If the Pacers are canvassing teams willing to roll the dice on a one-year rental and looking for “the kind of young players and future picks that Indiana might want in return for George,” you have to figure that Pritchard either has been or soon will be in touch with Danny Ainge.

Paul George might prefer getting to defend with Al Horford to getting defended by him. (Getty Images)
Paul George might prefer getting to defend with Al Horford to getting defended by him. (Getty Images)

His Boston Celtics, who also had a pretty busy weekend, now have control of as many as seven first-round picks over the next three drafts, just won 53 games and made the Eastern Conference finals, and have the cap space to land another max-caliber free agent this summer. Swinging a deal to add George to a core including Isaiah Thomas, Al Horford and some combination of intriguing young talents — Avery Bradley, Marcus Smart, this year’s No. 3 draft pick, 2016 No. 3 choice Jaylen Brown and more — could help sway one of those top-flight free-agent options to join up for another run at knocking the Cavs off their conference perch. And if George gets another taste of winning big, whether in Boston or in Cleveland, he might have a change of heart when it comes to pulling up stakes and heading west next summer.

“As I told [now-former Pacers personnel boss] Larry [Bird], I always want to play on a winning team,” George told ESPN Radio during All-Star Weekend. “I always want to be part of a team that has a chance to win it [all]. That’s important. Say what you want; I want to compete for something. It’s frustrating just playing the game for stats or for numbers or to showcase yourself. Man, I want a chance to play for a chance to win a championship.”

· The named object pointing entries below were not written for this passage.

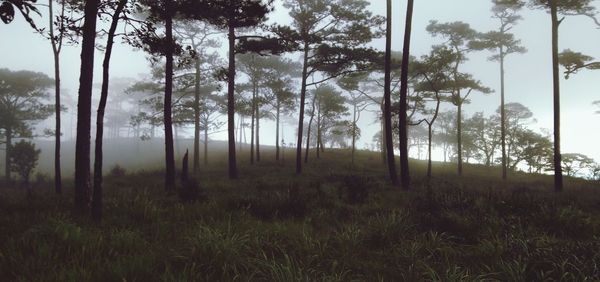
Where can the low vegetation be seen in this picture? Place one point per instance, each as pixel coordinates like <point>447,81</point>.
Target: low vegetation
<point>325,226</point>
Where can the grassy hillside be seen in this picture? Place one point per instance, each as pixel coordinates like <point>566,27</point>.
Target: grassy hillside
<point>330,224</point>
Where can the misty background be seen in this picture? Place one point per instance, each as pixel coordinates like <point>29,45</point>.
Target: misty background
<point>528,77</point>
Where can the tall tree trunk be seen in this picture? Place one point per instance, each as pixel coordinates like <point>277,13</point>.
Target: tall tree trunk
<point>168,119</point>
<point>252,122</point>
<point>318,133</point>
<point>312,115</point>
<point>257,131</point>
<point>277,130</point>
<point>459,136</point>
<point>353,134</point>
<point>301,115</point>
<point>429,138</point>
<point>206,145</point>
<point>84,108</point>
<point>56,46</point>
<point>403,123</point>
<point>196,162</point>
<point>231,103</point>
<point>502,115</point>
<point>98,158</point>
<point>558,179</point>
<point>7,153</point>
<point>387,112</point>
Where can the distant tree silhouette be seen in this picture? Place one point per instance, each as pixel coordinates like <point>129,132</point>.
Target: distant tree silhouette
<point>403,121</point>
<point>23,159</point>
<point>331,34</point>
<point>387,109</point>
<point>565,8</point>
<point>22,96</point>
<point>230,15</point>
<point>98,155</point>
<point>458,35</point>
<point>504,44</point>
<point>7,10</point>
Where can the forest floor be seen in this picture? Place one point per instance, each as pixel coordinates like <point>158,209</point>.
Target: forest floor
<point>333,223</point>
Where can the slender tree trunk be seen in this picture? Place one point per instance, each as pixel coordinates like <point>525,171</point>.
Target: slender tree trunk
<point>98,157</point>
<point>459,136</point>
<point>253,115</point>
<point>387,112</point>
<point>206,145</point>
<point>312,115</point>
<point>430,137</point>
<point>7,153</point>
<point>558,179</point>
<point>257,132</point>
<point>168,120</point>
<point>56,55</point>
<point>301,116</point>
<point>353,134</point>
<point>403,123</point>
<point>84,108</point>
<point>318,133</point>
<point>502,114</point>
<point>277,130</point>
<point>231,103</point>
<point>196,162</point>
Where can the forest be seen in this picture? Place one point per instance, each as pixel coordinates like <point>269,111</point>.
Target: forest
<point>298,140</point>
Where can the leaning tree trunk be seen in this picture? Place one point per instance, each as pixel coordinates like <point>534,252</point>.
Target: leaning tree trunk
<point>230,103</point>
<point>168,119</point>
<point>84,108</point>
<point>196,162</point>
<point>558,179</point>
<point>98,158</point>
<point>312,115</point>
<point>7,153</point>
<point>56,55</point>
<point>502,115</point>
<point>387,112</point>
<point>403,123</point>
<point>277,130</point>
<point>301,115</point>
<point>459,136</point>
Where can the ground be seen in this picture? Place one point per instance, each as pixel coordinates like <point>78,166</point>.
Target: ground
<point>332,223</point>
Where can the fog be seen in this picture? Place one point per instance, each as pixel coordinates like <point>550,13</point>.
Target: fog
<point>528,76</point>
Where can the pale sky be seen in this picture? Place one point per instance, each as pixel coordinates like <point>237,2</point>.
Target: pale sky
<point>528,77</point>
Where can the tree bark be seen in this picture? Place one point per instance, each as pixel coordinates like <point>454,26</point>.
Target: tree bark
<point>98,157</point>
<point>459,136</point>
<point>7,153</point>
<point>168,120</point>
<point>196,162</point>
<point>56,56</point>
<point>387,112</point>
<point>301,115</point>
<point>277,130</point>
<point>230,103</point>
<point>558,179</point>
<point>84,108</point>
<point>403,123</point>
<point>502,115</point>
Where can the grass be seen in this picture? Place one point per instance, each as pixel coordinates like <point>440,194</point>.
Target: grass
<point>327,225</point>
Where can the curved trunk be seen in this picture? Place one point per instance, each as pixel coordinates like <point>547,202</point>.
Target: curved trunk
<point>98,158</point>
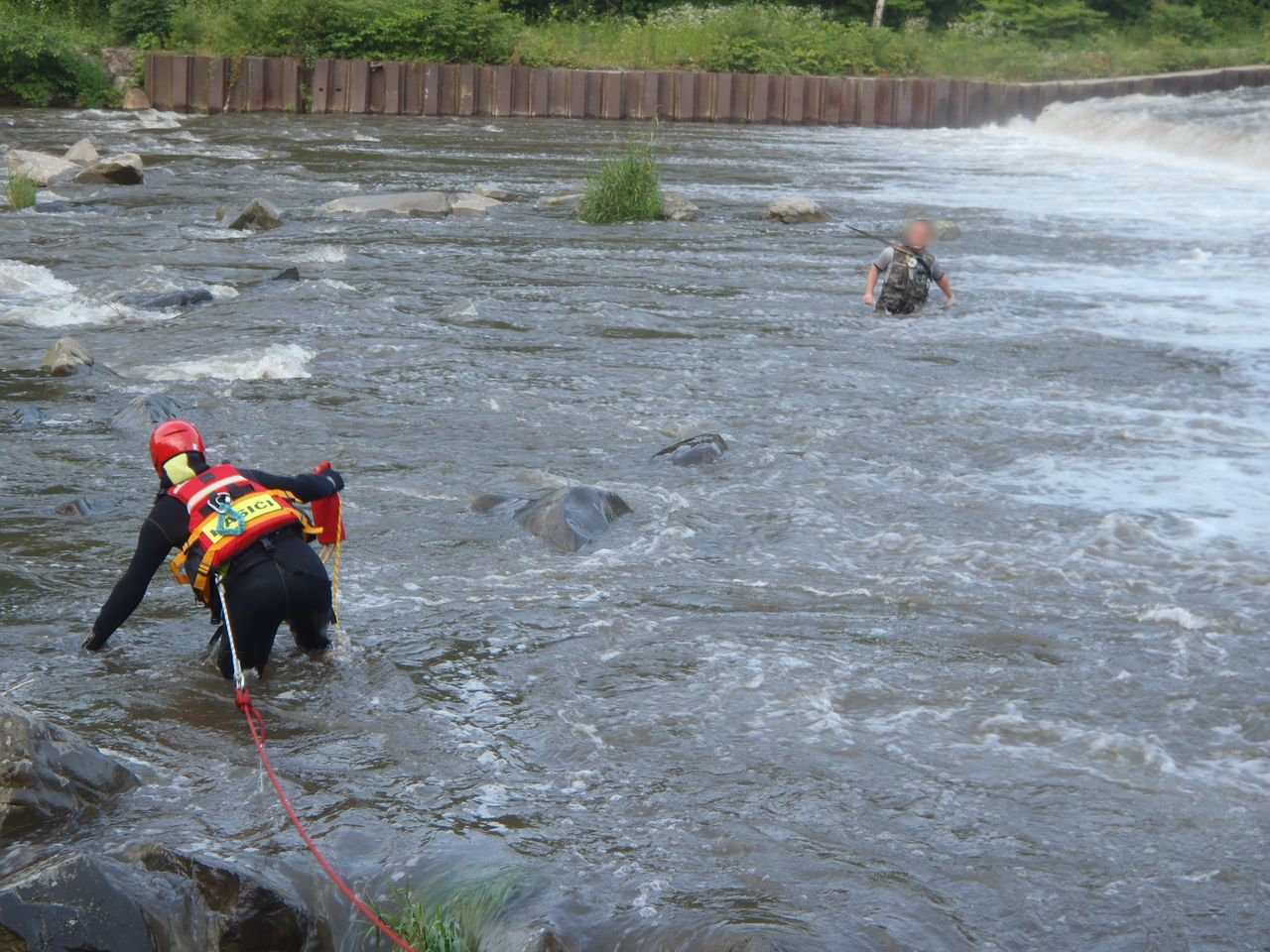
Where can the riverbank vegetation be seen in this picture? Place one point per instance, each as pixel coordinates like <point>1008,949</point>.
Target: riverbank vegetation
<point>42,41</point>
<point>625,188</point>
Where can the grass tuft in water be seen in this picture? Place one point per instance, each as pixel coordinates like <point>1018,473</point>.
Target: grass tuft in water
<point>449,924</point>
<point>626,188</point>
<point>22,191</point>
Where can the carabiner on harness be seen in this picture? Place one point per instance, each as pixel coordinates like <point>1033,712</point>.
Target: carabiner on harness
<point>231,522</point>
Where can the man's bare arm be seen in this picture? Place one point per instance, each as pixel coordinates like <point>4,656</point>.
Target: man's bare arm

The Cavs and Celtics would be banking on the idea that providing that chance, both this year and in years to come, would help convince George that he won’t find greener pastures in a Laker uniform. Other teams just below the NBA’s top tier, like the Los Angeles Clippers and Houston Rockets, could also be positioned to make such a case, according to Sean Deveney of the Sporting News. Should Johnson and Pelinka be willing to take the risk that one of those teams makes Pritchard an offer he likes, gets George in-house, and shows him what life can be like on a perennial contender?

It’s a tough question; nobody wants to be the next post-Melo Knicks. But it’s one the Lakers should answer by taking advantage of the opportunity provided to them, and acting now.

Acting now allows the Lakers to get George one year early, affording them the opportunity to use his Bird rights to re-sign him next year rather than having to create a maximum salary slot to import him. It allows the Lakers to sell reality rather than promise to prospective free-agent targets — not “Paul George wants to be here,” but “Paul George is here.” It allows the Lakers to shed the stink of several swing-and-a-miss free-agent periods by successfully bringing in a legitimate star around whom to build their next competitive team. It allows the Lakers to enter their rebuild in earnest without fear that another down year will mean coughing up a high-value draft pick, with L.A.’s 2018 first-rounder bound for either Philadelphia or Boston.

And provided they’re able to swing a deal that doesn’t include Thursday’s No. 2 pick, it allows the Lakers to re-enter the ranks of teams that matter on the court. It marks an end to the darkest period in team history, a break from the late-and-post-Kobe era, and the start of a hopeful new age under the leadership of one of the franchise’s greatest legends and an ascendant star from Palmdale whose gifts match perfectly the way the NBA game looks now. There’s risk in giving up something when you don’t have to, but it’s not nearly as great as coming away with nothing when you could have had the fresh start Lakers fans crave.

God is good, but God only helps those who help themselves. George and his agent got things rolling; the ball’s in Magic’s hands now. Just like during his playing days, the entire NBA is waiting with bated breath to see what he does with it.